First, to compare the proliferation rate of these three different cell types, we included carboxyfluorescein diacetate succinimidyl ester (CFSE) into the cell culture where the fluorescent dye (that stably labels cells) permeated into the cells such that proliferation rate could be determined using flow cytometry43. Figure 5a shows an exemplary CFSE histogram of the three cell types with a similar profile of CFSE and demonstrates the similar peaks (dark green). Based on the MFI, distribution of CFSE over 5 days is similar in ECFCs and BxPC-3 pancreatic cancer cells suggesting an equivalent rate of proliferation. Interestingly, the highly aggressive and invasive human MDA-MB-231 breast cancer cells exhibited a slightly faster rate of proliferation.

Fig. 5: Defining characteristics of angiogenesis and vasculogenic mimicry.

a Proliferation analysis of human endothelial cells (ECFCs), breast cancer cells (MDA-MB-231) and pancreatic cancer cells (BxPC-3) stained with CFSE and measured by flow cytometry at Day 1 (dark green) and Day 5 (light green). b Gene expression profiling of VE-cadherin (CDH5) and EPHA2 in ECFCs grown in 2D tissue culture, MDA-MB-231-LM2 breast cancer cells (2D tissue culture and 3D tumours) and AsPC-1 pancreatic cancer cells (2D tissue culture and 3D tumours). Data are mean + SEM, n = 3 biological replicates normalised to the housekeeper gene CYPA; *p < 0.05 versus ECs. c Histological analysis of 3D tumours (breast cancer and pancreatic cancer xenografts) stained with CD31 (brown) and periodic-acid Schiff (PAS, magenta) counter stained with eosin (scale bar: 100 μm).

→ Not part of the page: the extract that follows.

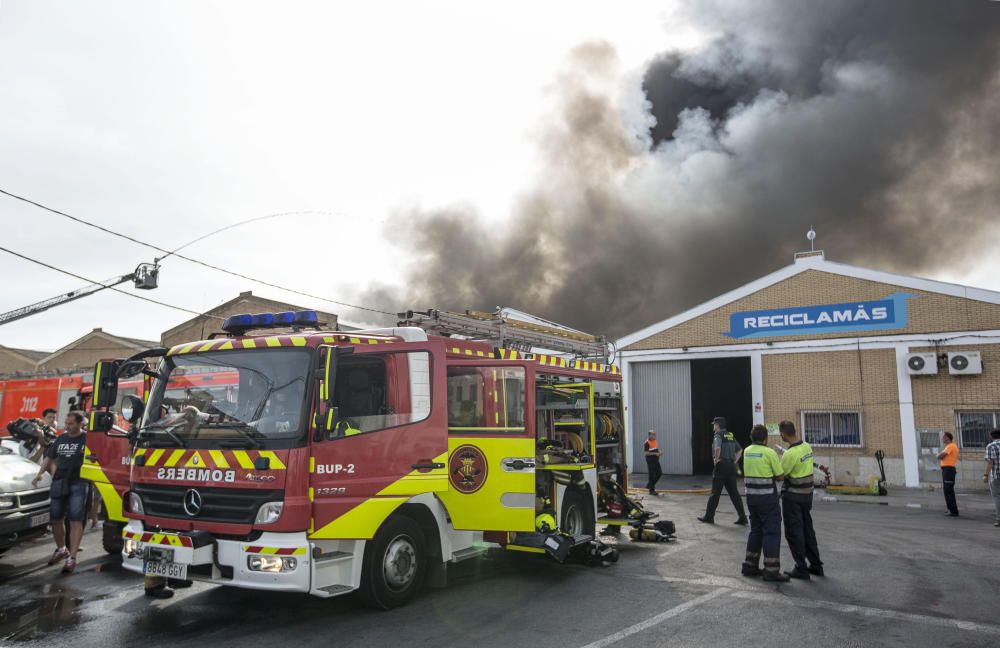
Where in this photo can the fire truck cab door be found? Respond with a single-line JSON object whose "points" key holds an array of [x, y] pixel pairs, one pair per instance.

Next, to investigate and compare the expression of known vascular cell markers we examined the gene expression of VE-cadherin and Ephrin type-A receptor 2 (EphA2) in the ECs and VM-competent cancer cells (breast and pancreatic). Notably, in these experiments, we compared gene expression in 2-dimensional (2D) tissue culture as well as a 3-dimensional (3D) context with tumours harvested from mice and for this we utilized human breast cancer cells (MDA-MB-231-LM244, a VM-competent cell line derived from the metastasis of the parentals MDA-MB-231) and a second VM-competent human pancreatic cancer cell line (AsPC-1)45. Figure 5b shows that, ECs express high levels of CDH5 (VE-cadherin) and that it is also readily detectable in the MDA-MB-231-LM2 breast cancer cells and AsPC-1 pancreatic cancer cells. Notably, when we examined CDH5 expression in the MDA-MB-231-LM2 and AsPC-1 tumours harvested from mice, we observed a significant increase in expression. In direct contrast, EPHA2 is lowly expressed in ECs when compared to the 2D tissue culture MDA-MB-231-LM2 and AsPC-1 cells. Interestingly, MDA-MB-231-LM2 tumours harvested from mice exhibit a possible reduction compared to their 2D tissue culture, but still elevated compared to ECs. For the AsPC-1 mouse tumour cells, EPHA2 appears to be similarly expressed between 2D and 3D.

Finally, histology was performed as further support for the aforementioned cancer cells to undergo VM and form vascular structures in vivo. More specifically, we examined the vasculature of the MDA-MB-231-LM2 and AsPC-1 3D xenograft tumours via immunohistological staining of formalin-fixed paraffin-embedded tumours sections using an antibody to CD31 and PAS stain to define angiogenesis (CD31+PAS+) as well as VM structures (CD31−PAS+). Figure 5c illustrates that within the tumour mass, both angiogenesis and VM structures are detectable.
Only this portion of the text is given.